Teri Newell, deputy director of planning and investment for the Utah Department of Transportation, left, state Rep. Val Peterson, Utah Valley University vice president for finance and administration, Vineyard Mayor Julie Fullmer, Utah Transit Authority trustees Jeff Acerson and Beth Holbrook, and UTA board Chairman Carlton Christensen ceremonially break ground at the site of a future FrontRunner station in Vineyard on Thursday, May 13, 2021. (Photo: Kristin Murphy, Deseret News)

While the U.S. Census Bureau won’t release more detailed 2020 Census information until later this year, Vineyard seems to be the front-runner for the fast-growing community in the U.S. from 2010 to 2020. That’s because the rapidly growing community had an official count of just 139 residents in 2010, and the bureau estimated its population grew to 11,866 by 2019, which would be an 8,437% increase in just nine years. It was over a 10,000% increase based on the 2010 population estimate.

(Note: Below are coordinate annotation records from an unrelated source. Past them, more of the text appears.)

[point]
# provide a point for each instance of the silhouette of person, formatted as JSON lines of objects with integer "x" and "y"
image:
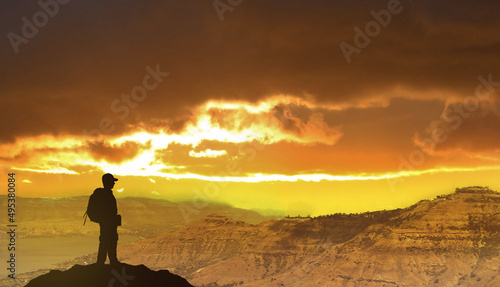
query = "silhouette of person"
{"x": 108, "y": 223}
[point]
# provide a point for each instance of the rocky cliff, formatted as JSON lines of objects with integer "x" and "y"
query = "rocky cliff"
{"x": 105, "y": 276}
{"x": 449, "y": 241}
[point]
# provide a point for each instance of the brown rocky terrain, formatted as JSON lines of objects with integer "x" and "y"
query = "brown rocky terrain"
{"x": 452, "y": 240}
{"x": 142, "y": 217}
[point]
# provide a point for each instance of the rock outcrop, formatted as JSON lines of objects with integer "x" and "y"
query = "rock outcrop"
{"x": 105, "y": 275}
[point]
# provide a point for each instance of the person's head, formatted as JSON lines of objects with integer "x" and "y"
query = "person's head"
{"x": 108, "y": 180}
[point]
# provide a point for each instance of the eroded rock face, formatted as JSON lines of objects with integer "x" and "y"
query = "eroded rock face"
{"x": 105, "y": 275}
{"x": 451, "y": 240}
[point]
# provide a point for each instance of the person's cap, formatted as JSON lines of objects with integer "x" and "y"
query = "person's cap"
{"x": 108, "y": 177}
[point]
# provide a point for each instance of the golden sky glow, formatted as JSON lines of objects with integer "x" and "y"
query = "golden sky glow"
{"x": 261, "y": 110}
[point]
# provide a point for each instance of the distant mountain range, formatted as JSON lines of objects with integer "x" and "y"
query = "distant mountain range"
{"x": 453, "y": 240}
{"x": 143, "y": 217}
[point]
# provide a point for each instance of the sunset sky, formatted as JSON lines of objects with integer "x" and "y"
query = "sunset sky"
{"x": 256, "y": 104}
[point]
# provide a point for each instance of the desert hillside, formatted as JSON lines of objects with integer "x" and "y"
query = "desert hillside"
{"x": 452, "y": 240}
{"x": 142, "y": 217}
{"x": 449, "y": 241}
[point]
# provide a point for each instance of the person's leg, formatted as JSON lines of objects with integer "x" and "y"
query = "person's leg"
{"x": 103, "y": 249}
{"x": 112, "y": 246}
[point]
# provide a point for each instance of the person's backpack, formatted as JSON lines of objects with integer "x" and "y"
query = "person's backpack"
{"x": 93, "y": 208}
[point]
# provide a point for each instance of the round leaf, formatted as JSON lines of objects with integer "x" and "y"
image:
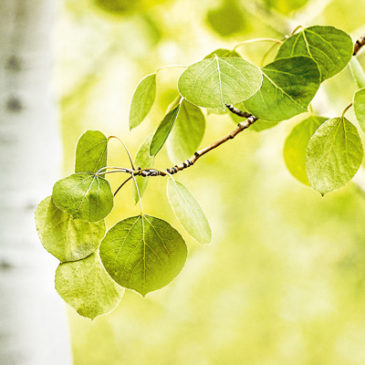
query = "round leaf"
{"x": 328, "y": 46}
{"x": 334, "y": 155}
{"x": 188, "y": 211}
{"x": 143, "y": 253}
{"x": 87, "y": 287}
{"x": 214, "y": 82}
{"x": 289, "y": 86}
{"x": 66, "y": 238}
{"x": 84, "y": 196}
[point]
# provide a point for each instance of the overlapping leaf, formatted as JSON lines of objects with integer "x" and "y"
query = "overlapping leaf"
{"x": 87, "y": 287}
{"x": 143, "y": 253}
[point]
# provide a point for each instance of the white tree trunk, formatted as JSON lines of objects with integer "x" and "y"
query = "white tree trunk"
{"x": 33, "y": 325}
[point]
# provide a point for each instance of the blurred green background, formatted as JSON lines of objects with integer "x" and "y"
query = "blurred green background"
{"x": 283, "y": 280}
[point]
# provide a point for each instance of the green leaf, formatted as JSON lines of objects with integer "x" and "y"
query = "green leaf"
{"x": 296, "y": 145}
{"x": 334, "y": 155}
{"x": 143, "y": 160}
{"x": 143, "y": 253}
{"x": 329, "y": 47}
{"x": 214, "y": 82}
{"x": 187, "y": 133}
{"x": 188, "y": 211}
{"x": 66, "y": 238}
{"x": 163, "y": 131}
{"x": 142, "y": 100}
{"x": 84, "y": 196}
{"x": 289, "y": 86}
{"x": 359, "y": 106}
{"x": 91, "y": 152}
{"x": 87, "y": 287}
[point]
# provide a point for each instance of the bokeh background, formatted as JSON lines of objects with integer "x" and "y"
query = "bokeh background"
{"x": 283, "y": 280}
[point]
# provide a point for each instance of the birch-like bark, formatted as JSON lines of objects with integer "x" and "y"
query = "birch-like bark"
{"x": 33, "y": 324}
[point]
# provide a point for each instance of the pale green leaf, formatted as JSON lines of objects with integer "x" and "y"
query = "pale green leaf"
{"x": 359, "y": 106}
{"x": 334, "y": 155}
{"x": 91, "y": 152}
{"x": 188, "y": 211}
{"x": 87, "y": 287}
{"x": 187, "y": 133}
{"x": 142, "y": 100}
{"x": 143, "y": 160}
{"x": 296, "y": 145}
{"x": 64, "y": 237}
{"x": 289, "y": 86}
{"x": 214, "y": 82}
{"x": 163, "y": 131}
{"x": 143, "y": 253}
{"x": 328, "y": 46}
{"x": 84, "y": 196}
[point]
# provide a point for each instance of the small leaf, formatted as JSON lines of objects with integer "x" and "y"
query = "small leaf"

In fact, when the bureau released its 2019 city and town population estimates, it singled out Vineyard as the fastest-growing community across the U.S. among areas with at least 1,000 residents.

And that was just the estimate as of early 2019.

Other places within Utah County are also rising quickly and population, and that’s another reason why the project matters.

“It’s really a story about the growth that’s going to happen in Utah County and making sure we’re prepared for that,” said House Majority Assistant Whip Val Peterson, R-Orem.

While the Vineyard station will be the first station since FrontRunner service came to Utah County, it’s not expected to be the last expansion for the service. UTA is also expecting to expand service as far south as Payson in the coming years. Officials said Thursday there was “momentum” on that extension and they hoped it would move more quickly than it did to finalize the new Vineyard station.